Tuesday, March 8, 2011

Mixed Messages



Great news! I have the whole team together for 2 hours for you to present your solution to them. Words that should chill you to the bone. It is hard enough to present a clear concise message to one person. Now you get to do it to a group, all with a different agenda, all with different technical knowledge. Without them falling asleep.

This type of meeting is ideal for the client, one lump of time for everyone, and then they are done. In fact if they have multiple vendors pitching to them, they may block out the whole day, order pizza, and watch demo after demo.

This is a sales nightmare on ice. Are you first? Last? Which is better? (future blog) The truth is it doesn’t matter. The client might as well throw darts to choose, because everyone will be so mentally tired there is no way they can properly assess the solutions.

You have a couple of options to consider. Say no. Schedule separate targeted demonstrations.  Accept one big meeting, but break it into smaller logical groups of people, by department or use case. Have each group show up as they are needed. Or do as I normally have to, the way the client wants. Let me talk about this one.

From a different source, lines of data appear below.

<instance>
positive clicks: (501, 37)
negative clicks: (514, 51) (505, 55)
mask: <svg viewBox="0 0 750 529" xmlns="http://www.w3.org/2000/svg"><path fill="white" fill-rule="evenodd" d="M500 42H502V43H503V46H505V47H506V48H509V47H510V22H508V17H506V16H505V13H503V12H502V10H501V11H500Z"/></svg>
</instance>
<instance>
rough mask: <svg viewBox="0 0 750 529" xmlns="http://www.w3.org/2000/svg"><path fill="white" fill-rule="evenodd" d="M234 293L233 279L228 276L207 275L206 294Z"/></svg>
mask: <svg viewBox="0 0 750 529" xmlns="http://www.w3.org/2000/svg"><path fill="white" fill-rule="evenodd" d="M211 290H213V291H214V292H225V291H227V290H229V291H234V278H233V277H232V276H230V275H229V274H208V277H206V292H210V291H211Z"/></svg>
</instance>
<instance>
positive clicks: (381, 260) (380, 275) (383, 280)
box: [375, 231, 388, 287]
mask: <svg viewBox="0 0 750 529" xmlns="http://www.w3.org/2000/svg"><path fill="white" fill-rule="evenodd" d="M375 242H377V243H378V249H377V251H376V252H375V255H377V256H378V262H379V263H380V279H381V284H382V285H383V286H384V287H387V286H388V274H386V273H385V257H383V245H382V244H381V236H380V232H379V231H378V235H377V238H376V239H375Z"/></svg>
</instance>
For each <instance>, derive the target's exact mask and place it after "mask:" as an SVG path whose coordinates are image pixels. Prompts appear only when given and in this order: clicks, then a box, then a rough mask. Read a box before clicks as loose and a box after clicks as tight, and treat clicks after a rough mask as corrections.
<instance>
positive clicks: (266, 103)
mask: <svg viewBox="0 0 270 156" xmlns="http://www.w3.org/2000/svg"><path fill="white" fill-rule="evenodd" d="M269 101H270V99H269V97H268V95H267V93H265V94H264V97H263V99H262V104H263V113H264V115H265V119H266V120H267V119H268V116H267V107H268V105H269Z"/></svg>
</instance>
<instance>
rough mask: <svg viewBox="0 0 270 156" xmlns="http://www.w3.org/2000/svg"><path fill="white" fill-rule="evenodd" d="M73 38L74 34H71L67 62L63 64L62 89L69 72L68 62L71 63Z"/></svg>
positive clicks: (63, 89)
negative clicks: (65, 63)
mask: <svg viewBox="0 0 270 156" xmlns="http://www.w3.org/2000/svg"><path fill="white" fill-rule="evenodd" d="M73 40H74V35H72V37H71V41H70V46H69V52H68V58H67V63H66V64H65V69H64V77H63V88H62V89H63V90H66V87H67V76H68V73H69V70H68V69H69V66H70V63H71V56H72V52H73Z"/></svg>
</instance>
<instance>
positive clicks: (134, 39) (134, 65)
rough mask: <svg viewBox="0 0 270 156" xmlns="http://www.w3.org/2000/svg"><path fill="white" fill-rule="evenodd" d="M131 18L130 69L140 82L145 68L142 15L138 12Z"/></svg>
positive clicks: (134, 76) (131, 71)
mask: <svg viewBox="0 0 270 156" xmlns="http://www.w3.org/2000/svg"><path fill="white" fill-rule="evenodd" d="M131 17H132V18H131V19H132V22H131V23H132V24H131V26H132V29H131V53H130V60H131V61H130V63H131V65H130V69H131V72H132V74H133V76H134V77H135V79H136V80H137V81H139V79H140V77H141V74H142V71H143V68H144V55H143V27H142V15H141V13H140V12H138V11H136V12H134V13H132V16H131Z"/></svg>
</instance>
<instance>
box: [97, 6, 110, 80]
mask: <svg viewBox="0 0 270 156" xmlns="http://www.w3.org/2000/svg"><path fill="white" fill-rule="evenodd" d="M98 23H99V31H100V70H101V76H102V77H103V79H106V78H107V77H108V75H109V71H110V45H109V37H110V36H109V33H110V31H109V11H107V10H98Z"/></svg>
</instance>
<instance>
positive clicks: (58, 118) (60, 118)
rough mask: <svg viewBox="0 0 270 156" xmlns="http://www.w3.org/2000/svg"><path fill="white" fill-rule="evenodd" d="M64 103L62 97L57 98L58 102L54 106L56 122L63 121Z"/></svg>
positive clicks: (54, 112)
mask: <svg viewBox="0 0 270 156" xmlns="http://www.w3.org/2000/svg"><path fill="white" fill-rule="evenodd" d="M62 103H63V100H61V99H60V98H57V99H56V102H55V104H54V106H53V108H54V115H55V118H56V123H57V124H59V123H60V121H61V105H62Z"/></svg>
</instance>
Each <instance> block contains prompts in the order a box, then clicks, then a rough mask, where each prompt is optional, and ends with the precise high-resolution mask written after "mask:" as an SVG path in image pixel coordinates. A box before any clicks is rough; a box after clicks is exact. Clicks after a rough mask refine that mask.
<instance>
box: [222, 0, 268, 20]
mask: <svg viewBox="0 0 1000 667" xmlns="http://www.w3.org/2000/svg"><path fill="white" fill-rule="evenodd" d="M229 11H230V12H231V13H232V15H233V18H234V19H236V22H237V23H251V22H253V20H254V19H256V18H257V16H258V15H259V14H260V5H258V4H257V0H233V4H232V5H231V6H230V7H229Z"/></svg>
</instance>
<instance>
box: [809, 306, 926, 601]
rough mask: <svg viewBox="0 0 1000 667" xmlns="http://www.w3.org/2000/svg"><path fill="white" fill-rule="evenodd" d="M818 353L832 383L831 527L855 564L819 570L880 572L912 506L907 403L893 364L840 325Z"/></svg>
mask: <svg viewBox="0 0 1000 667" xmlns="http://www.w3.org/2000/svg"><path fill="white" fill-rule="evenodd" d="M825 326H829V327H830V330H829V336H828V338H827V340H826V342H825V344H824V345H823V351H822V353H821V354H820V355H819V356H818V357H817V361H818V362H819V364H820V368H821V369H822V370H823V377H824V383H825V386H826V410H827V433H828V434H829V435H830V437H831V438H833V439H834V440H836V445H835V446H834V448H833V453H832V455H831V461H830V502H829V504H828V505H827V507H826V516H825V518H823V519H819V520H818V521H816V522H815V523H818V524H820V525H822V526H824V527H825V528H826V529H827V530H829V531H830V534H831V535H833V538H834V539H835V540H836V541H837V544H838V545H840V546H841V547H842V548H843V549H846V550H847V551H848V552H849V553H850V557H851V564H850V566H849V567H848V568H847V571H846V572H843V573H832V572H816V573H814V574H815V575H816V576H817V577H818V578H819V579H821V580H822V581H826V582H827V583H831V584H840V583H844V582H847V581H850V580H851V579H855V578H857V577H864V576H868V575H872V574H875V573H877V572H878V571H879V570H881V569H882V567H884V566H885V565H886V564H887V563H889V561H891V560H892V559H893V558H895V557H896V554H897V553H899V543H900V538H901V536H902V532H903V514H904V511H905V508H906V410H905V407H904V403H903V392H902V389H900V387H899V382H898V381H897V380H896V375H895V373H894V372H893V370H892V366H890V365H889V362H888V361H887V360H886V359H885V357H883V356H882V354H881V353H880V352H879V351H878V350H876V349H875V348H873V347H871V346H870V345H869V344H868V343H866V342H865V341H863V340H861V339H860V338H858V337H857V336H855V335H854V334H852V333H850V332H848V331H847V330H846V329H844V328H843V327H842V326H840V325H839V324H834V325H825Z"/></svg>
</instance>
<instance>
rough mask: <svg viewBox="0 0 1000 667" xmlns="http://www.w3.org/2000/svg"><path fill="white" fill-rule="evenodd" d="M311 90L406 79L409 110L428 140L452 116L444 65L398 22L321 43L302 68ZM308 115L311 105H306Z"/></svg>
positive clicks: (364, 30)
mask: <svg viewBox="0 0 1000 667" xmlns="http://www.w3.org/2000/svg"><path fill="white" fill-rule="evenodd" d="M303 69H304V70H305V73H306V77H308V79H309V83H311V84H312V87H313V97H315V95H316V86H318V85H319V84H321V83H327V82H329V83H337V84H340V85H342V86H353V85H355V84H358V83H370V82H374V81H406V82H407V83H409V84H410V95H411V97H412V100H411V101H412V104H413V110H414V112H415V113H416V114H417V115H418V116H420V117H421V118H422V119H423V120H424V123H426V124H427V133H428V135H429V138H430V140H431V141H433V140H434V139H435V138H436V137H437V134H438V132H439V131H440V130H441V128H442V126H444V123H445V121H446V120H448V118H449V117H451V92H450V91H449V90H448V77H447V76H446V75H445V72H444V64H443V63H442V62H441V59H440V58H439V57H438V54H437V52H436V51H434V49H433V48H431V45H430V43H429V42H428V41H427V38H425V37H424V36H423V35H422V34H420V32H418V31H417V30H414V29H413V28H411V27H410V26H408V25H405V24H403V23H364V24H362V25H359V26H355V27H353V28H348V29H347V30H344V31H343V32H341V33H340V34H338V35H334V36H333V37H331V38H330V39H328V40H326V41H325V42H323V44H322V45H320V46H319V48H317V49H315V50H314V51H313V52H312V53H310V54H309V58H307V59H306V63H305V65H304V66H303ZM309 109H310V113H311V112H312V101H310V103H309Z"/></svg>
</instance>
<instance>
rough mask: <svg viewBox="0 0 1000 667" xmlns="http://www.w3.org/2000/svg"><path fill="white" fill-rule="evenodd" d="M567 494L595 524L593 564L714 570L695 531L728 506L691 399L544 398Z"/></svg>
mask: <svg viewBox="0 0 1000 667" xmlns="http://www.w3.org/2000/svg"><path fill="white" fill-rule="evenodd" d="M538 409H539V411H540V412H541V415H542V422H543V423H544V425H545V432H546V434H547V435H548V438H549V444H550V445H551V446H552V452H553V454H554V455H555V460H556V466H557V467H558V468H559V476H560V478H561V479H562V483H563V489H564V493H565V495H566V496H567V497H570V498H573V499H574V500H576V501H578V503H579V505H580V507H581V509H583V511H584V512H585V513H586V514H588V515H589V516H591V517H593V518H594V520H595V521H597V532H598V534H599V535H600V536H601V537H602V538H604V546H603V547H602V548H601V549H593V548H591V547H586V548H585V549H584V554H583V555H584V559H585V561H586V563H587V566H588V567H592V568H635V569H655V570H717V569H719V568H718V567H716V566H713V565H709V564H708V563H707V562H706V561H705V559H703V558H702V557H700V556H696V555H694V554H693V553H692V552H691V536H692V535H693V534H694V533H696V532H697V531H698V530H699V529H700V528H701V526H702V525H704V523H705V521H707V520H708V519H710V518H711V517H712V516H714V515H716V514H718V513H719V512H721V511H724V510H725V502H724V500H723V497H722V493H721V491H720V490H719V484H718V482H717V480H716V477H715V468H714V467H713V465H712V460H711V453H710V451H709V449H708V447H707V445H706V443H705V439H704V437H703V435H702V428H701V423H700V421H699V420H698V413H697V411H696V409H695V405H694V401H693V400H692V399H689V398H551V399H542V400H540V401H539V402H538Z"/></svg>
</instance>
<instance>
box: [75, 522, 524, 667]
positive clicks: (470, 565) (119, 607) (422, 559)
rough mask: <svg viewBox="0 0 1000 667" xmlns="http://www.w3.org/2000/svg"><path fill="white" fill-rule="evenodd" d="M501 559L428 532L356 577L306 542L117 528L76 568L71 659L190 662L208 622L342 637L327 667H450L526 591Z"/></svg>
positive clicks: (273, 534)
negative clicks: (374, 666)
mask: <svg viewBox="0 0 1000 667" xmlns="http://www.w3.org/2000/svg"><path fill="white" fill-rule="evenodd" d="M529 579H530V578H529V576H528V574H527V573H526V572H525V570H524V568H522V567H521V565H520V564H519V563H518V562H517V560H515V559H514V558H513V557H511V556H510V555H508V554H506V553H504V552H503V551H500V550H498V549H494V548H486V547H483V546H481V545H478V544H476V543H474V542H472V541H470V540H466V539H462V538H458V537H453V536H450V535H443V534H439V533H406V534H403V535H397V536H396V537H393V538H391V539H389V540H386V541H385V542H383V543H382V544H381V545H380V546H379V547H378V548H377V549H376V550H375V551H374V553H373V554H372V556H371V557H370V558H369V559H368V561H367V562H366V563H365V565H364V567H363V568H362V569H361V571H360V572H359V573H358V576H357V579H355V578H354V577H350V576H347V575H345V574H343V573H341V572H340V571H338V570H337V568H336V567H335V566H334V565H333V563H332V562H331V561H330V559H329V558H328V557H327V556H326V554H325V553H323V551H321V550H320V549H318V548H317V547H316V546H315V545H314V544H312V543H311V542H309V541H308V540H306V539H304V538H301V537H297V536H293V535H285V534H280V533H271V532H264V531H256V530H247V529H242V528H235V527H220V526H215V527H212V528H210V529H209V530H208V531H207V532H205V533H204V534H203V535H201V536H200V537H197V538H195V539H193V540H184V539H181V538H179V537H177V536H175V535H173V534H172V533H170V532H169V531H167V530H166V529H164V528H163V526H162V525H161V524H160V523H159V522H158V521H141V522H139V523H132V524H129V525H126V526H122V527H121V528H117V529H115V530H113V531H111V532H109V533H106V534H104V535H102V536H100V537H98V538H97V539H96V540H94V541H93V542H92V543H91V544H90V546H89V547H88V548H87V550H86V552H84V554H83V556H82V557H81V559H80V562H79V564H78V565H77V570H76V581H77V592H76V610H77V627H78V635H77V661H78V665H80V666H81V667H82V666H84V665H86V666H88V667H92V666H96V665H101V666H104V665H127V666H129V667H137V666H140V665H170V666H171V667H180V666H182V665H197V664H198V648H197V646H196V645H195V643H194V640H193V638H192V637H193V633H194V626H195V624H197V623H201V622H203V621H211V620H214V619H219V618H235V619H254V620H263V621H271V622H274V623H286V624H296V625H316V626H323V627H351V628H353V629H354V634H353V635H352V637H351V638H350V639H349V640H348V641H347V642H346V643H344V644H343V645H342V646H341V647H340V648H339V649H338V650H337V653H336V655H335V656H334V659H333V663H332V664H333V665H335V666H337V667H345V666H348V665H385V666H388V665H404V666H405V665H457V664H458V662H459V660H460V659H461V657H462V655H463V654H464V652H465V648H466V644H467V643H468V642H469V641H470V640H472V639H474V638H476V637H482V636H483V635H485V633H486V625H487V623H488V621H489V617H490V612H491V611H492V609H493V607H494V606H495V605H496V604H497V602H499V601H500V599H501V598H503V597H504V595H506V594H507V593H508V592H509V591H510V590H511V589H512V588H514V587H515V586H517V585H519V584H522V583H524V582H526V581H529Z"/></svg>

Risk assessment. What is or biggest risk? Being boring. Get too technical, half the people eyes roll up. Keep it too simple, higher level employees think you are an idiot. Concentrate on one department, others start thinking of Facebook. Simple solution.

Workflows. I don’t know what you are selling, but I guarantee it is more than a collection of features. Don’t demo features, demo process workflows. This allows you to engage all your audience, no one has a chance to get bored. They get to imagine how they will be using it. By showing a logical workflow, you stay out of the weeds, but have presented something that is appreciated by the technical people. By all means take questions, but dodge landmines by offering to explain 1 on 1 for highly technical questions. Don’t let your message get mixed.